The approach taken in some of these questions, particularly Q3, seems unlikely to yield helpful responses and likely to make you seem uninformed. It would probably be better to ask directly about one or a few relevant inputs:
To what extent will building artificial intelligence rely on particular mathematical or engineering skills, rather than the more varied human skills which we are trying to emulate? For example, would an AI with human-level skill at mathematics and programming be able to design a new AI with sophisticated social skills, or does that require an AI which already possesses sophisticated social skills? To what extent does human engineering and mathematical ability rely on many varied aspects of human cognition, such as social interaction and embodiment?
Once our understanding of AI and our hardware capabilities are sufficiently sophisticated to build an AI which is as good as humans at engineering or programming, how much more difficult will it be to build an AI which is substantially better than humans at mathematics or engineering?
Do you ever expect automated systems to overwhelmingly outperform humans at typical academic research, in the way that they may soon overwhelmingly outperform humans at trivia contests, or do you expect that humans will always play an important role in scientific progress? (I would also suggest using some question of this form instead of talking about “human-level” AI) If so, when? In your view should we be considering the possible effects of such a transition?
More generally, while I think that getting a better sense of AI researchers’ views does have value, I am afraid that the primary effect of presenting these questions in this way may be to make the marginal researcher less receptive to serious arguments or discussions about AI risk. In light of this I would recommend condensing questions 2, 4, 5, 6 and presenting them in a way that seems less loaded, if you are set on approaching a significant fraction of all AI researchers.
(Though I would also suggest applying a little more deliberation, particularly in revising or varying questions / explanations / background between rounds, if you are going to ask more people.)

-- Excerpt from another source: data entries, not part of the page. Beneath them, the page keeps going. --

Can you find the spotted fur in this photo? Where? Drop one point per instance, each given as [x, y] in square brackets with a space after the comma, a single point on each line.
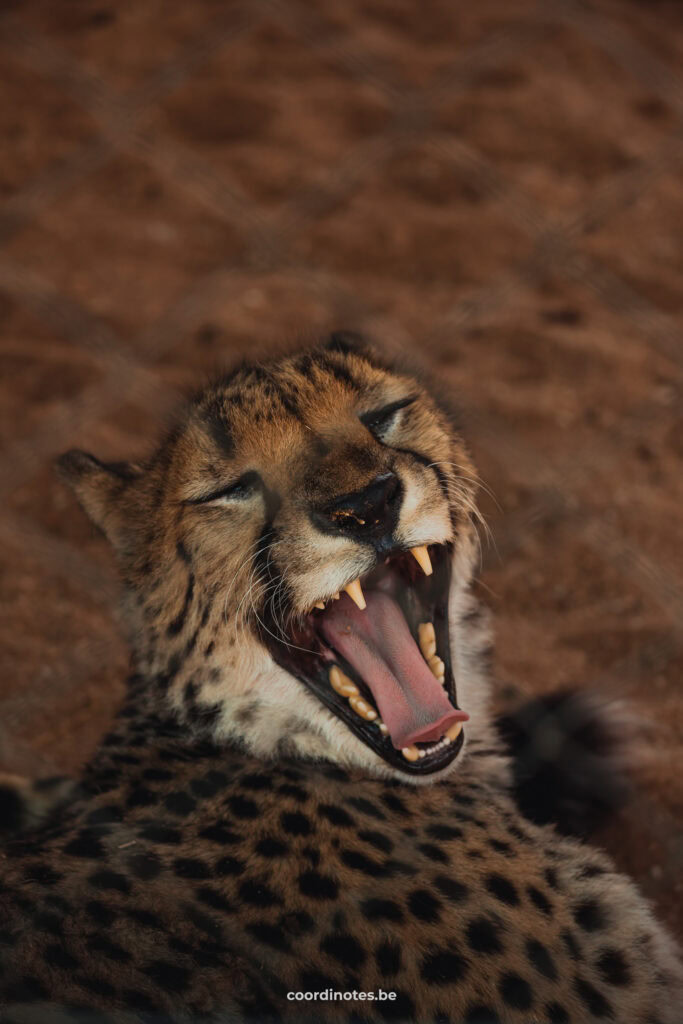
[228, 844]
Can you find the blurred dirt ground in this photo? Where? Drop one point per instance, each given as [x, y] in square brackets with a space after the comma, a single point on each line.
[496, 183]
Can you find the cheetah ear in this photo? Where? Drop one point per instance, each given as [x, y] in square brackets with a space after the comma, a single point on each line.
[101, 489]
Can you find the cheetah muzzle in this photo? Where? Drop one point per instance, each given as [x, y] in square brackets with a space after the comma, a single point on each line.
[378, 655]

Also, it may be important to clarify what is meant by “intelligence”, as many researchers seem to be confused because they’re not sure what’s meant by “intelligence.”
The approach taken in some of these questions, particularly Q3, seems unlikely to yield helpful responses and likely to make you seem uninformed. It would probably be better to ask directly about one or a few relevant inputs:
To what extent will building artificial intelligence rely on particular mathematical or engineering skills, rather than the more varied human skills which we are trying to emulate? For example, would an AI with human-level skill at mathematics and programming be able to design a new AI with sophisticated social skills, or does that require an AI which already possesses sophisticated social skills? To what extent does human engineering and mathematical ability rely on many varied aspects of human cognition, such as social interaction and embodiment?
Once our understanding of AI and our hardware capabilities are sufficiently sophisticated to build an AI which is as good as humans at engineering or programming, how much more difficult will it be to build an AI which is substantially better than humans at mathematics or engineering?
Do you ever expect automated systems to overwhelmingly outperform humans at typical academic research, in the way that they may soon overwhelmingly outperform humans at trivia contests, or do you expect that humans will always play an important role in scientific progress? (I would also suggest using some question of this form instead of talking about “human-level” AI) If so, when? In your view should we be considering the possible effects of such a transition?
More generally, while I think that getting a better sense of AI researchers’ views does have value, I am afraid that the primary effect of presenting these questions in this way may be to make the marginal researcher less receptive to serious arguments or discussions about AI risk. In light of this I would recommend condensing questions 2, 4, 5, 6 and presenting them in a way that seems less loaded, if you are set on approaching a significant fraction of all AI researchers.
(Though I would also suggest applying a little more deliberation, particularly in revising or varying questions / explanations / background between rounds, if you are going to ask more people.)
Yes.
Also, it may be important to clarify what is meant by “intelligence”, as many researchers seem to be confused because they’re not sure what’s meant by “intelligence.”